The Absolutely True Diary of a Part-Time Indian by Sherman Alexie. This novel has touched many readers and is destined to become a classic. Alexie’s novel Flight was also published last year; I loved Flight just as much as True Diary, and though Flight was released as an adult title, teens will love it as well. Flight pays tribute to Kurt Vonnegut’s Slaughterhouse-Five, which I read in high school when I was fourteen, and I fell head-over-heels in love with it. It affected me so deeply that I can still quote parts of it from memory. Teaching Slaughterhouse-Five and Flight back-to-back in a high school english class would be amazing.
How I Live Now by Meg Rosoff. Meg Rosoff’s novels have been published in so many dual YA and adult editions in different countries that she told me “You need a flow chart to keep track of it.” All three are fantastic.
The Arrival by Shaun Tan. This book defies many of the “What makes a YA book” rules since there isn’t even a teenage character–or even a sentence!–in it. It’s a graphic novel composed entirely of illustrations, and I think it was published as YA partly because YA publishers are more open to genre-defying books, and partly because the adult publishing industry has yet to figure out how to market graphic novels successfully.
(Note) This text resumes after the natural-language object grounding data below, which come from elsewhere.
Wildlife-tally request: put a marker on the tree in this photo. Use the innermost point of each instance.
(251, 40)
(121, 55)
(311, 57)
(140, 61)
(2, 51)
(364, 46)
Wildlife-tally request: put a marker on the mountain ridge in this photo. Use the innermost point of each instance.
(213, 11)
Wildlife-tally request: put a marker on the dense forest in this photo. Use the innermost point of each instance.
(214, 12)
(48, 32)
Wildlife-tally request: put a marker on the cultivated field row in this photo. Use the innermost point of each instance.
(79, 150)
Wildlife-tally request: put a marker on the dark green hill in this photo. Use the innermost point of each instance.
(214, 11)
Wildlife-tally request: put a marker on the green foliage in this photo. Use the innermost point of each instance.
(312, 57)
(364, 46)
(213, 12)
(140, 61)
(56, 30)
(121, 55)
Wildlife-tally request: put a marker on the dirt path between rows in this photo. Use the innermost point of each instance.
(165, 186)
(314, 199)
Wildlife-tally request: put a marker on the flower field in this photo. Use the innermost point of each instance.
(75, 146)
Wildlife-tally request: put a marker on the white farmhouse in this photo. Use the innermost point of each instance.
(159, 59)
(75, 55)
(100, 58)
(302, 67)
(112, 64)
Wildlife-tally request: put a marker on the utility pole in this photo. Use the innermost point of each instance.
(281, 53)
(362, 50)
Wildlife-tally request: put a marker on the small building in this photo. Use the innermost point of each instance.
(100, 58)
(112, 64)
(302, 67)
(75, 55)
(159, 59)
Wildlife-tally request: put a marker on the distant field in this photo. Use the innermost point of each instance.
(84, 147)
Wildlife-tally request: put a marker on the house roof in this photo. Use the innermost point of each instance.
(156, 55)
It’s beautifully produced and it’s as large as a coffee table book; it’s the kind of book you can’t help but pick up and pore over.
In Summer Light by Zibby ONeal. This title is out of print now, but I’m adding it here because I first read it when I was 17 and I’ve re-read it many times since, and it affects me every time. It’s partly the story of a 17-year-old falling in love with a 25-year-old, and though the love is mutual they never act on it. It’s a wonderful portrayal of that unique kind of friendship/romantic love that, even if it’s never acted upon, is still so powerful and is so hard to define, but which ONeal articulates so beautifully. I really hope this book comes back into print sometime, but in the meantime used copies are available here.